La spinta da parte di diplomatici e gruppi aziendali Europei per la riapertura delle frontiere americane è aumentata il mese scorso, quando l’Unione Europea e il Regno Unito hanno aperto le porte ai cittadini americani. Dopo 15 mesi di chiusura agli Europei, iniziata dall’allora Presidente Donald Trump in un momento in cui la diffusione dei contagi era drasticamente più alta in Europa rispetto agli Stati Uniti, ambasciatori e lobbisti Europei in America insistono sia ora di permettere a lavoratori e famiglie di tornare a viaggiare liberamente tra i due continenti.

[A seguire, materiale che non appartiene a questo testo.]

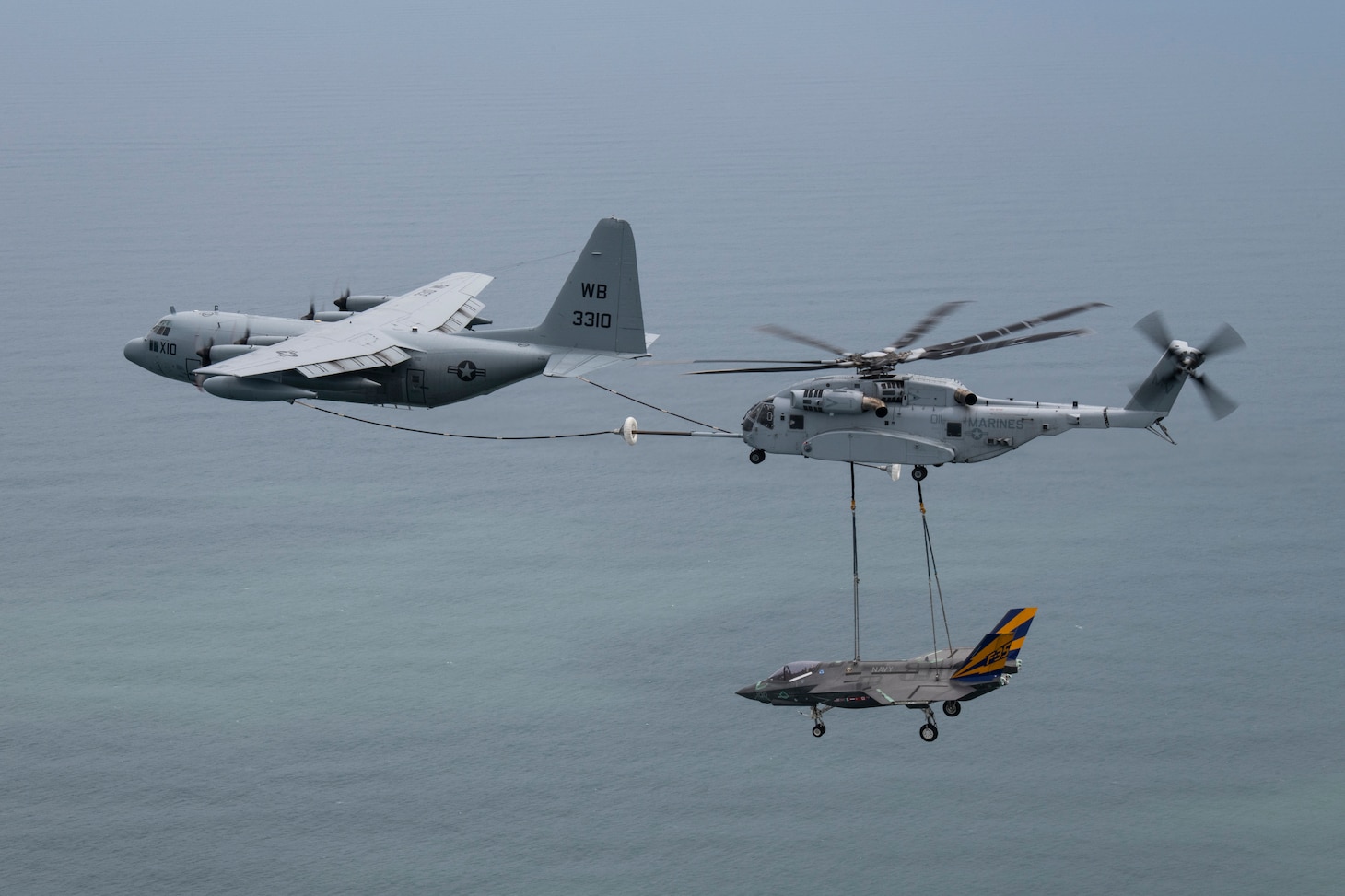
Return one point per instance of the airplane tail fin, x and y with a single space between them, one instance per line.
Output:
599 307
997 648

Fino a questo momento solo a studenti universitari con visti F1 e lavoratori essenziali, forniti di un’Eccezione di Interesse Nazionale (NIE), è stato permesso il rientro nel paese. I lavoratori ordinari provenienti dall’area Schengen sono invece rimasti bloccati in Europa, o non hanno potuto lasciare gli Stati Uniti per paura di venire ostacolati al loro ritorno. Le restrizioni non si sono limitate a coinvolgere i cittadini Europei privi di carta verde che già prima della pandemia lavoravano nel negli USA, ma hanno anche completamente bloccato la creazione di nuovi visti. Oltre alle conseguenze economiche e aziendali del blocco, gli esperti si preoccupano per le famiglie separate tra i due continenti a cui non è stato permesso di ricongiungersi.

In un recente articolo del Wall Street Journal, il presidente del Gruppo Esponenti Italiano (GEI) Mario Calvo-Platero si è espresso in merito alle gravi difficoltà causate alle aziende con sede negli Stati Uniti, italiane e non, dal blocco. Come gruppo di New York che unisce leader di aziende italiane con base negli Stati Uniti, il GEI ha già espresso le proprie preoccupazioni in una lettera inviata al Presidente Biden il 31 maggio. A poche settimane dalla riapertura dei confini europei agli americani, non solo per motivi di lavoro ma anche per turismo, il GEI e altri diplomatici credevano già a fine maggio che gli Stati Uniti potessero contraccambiare l’apertura in completa sicurezza. Come in Europa, l’idea è che gli Stati Uniti instaurino un sistema basato su tamponi negativi e passaporti vaccinali, simile a quello del “Green Pass”, in modo da garantire la sicurezza dei propri cittadini ed evitare la diffusione del virus. La presidenza Biden, però, non sembra propensa a muoversi in questa direzione. Eletto in parte per le sue promesse di dedicarsi, più seriamente del suo predecessore, al contenimento del COVID-19, il Presidente si è dimostrato deciso a mantenere chiusi i confini fino a quando ritenuto necessario dagli ufficiali sanitari. Solo a partire dall’inizio del giugno di quest’anno, il governo ha iniziato a dedicarsi a gruppi di lavoro con Europa, Gran Bretagna, Canada e Messico per discutere le riaperture.
Anche la fondazione del gruppo GEI, incoraggiata dal fatto che una loro lettera venga citata su un quotidiano americano della portata del Wall Street Journal, spera ora che l’aumentata visibilità contribuisca a spingere il governo americano alla reciprocità nelle riaperture tra i due paesi.